The researchers found that by using 80-90 % water with fluoroalcohol as solvent can support synthetic reactions of organic compounds, according to the UTA press release. This “even produces considerably higher yields of product than pure organic solvents.”

Beyond that, two phases form during the reaction allowing the products to be separated out of the final mixture without the use of additional solvents.

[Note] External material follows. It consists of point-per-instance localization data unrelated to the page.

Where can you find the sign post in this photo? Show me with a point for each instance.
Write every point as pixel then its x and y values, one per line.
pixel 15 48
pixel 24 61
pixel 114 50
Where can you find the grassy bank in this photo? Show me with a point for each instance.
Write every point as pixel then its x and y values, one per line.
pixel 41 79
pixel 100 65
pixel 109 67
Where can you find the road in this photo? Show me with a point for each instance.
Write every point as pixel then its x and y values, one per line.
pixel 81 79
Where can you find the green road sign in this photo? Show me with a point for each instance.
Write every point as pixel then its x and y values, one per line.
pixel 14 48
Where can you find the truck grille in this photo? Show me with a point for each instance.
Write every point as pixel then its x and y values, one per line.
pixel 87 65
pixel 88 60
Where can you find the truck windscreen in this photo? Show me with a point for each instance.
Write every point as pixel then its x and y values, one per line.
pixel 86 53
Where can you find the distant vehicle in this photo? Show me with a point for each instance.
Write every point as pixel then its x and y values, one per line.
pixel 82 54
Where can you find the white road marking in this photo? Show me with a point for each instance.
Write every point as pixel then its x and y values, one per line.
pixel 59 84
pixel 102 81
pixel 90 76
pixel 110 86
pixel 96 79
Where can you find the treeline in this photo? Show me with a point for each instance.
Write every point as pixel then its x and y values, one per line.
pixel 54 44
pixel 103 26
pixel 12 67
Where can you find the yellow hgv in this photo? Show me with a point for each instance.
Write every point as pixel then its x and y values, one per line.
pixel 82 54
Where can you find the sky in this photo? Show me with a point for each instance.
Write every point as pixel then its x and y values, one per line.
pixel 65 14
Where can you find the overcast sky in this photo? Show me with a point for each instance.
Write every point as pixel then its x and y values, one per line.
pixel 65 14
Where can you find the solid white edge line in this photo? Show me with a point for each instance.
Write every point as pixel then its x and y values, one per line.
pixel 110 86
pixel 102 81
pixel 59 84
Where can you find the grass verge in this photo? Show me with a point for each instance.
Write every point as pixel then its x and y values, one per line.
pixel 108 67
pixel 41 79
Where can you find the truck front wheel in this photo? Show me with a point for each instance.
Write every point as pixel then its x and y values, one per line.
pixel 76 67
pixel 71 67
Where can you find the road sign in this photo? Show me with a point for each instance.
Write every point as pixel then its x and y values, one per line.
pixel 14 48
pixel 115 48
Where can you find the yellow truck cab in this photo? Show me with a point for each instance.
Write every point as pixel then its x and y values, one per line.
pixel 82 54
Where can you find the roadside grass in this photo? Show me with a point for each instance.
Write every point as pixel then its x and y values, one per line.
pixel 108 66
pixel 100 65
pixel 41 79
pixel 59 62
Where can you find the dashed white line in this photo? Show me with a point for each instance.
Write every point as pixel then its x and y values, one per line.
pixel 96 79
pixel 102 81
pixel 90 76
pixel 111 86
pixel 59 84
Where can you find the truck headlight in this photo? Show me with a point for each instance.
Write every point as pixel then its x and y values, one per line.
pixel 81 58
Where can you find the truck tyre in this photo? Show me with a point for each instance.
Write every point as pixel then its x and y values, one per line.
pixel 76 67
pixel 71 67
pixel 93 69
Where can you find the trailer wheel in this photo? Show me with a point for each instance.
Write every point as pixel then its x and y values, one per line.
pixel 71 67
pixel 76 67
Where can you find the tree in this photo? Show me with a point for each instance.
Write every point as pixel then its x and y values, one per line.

“Our new system could facilitate cheaper, safer and more efficient industrial reactions across a variety of sectors dependent on synthesis of organic compounds,” ​says Khaledi, dean of UTA’s College of Science and co-investigator on the project, in the release. “Using water as a solvent is ideal as it is benign, plentiful, cheap and not harmful to the environment.”

Sustainable processes

The synthesis process could be used across the board, in industries ranging from pharmaceuticals to agrochemicals, plastics to textiles, and household chemicals to cosmetics. And with the demand for more sustainable technologies and fewer volatile solvents, it may well be widely adopted.

“This is a clear step forward towards a ‘green’ organic synthesis process and fits into UTA's strategic focus on Global Environmental Impact within the Strategic Plan 2020,” ​Khaledi says. “The organic solvent can even be recycled after the reaction, which is an additional bonus for the environment.”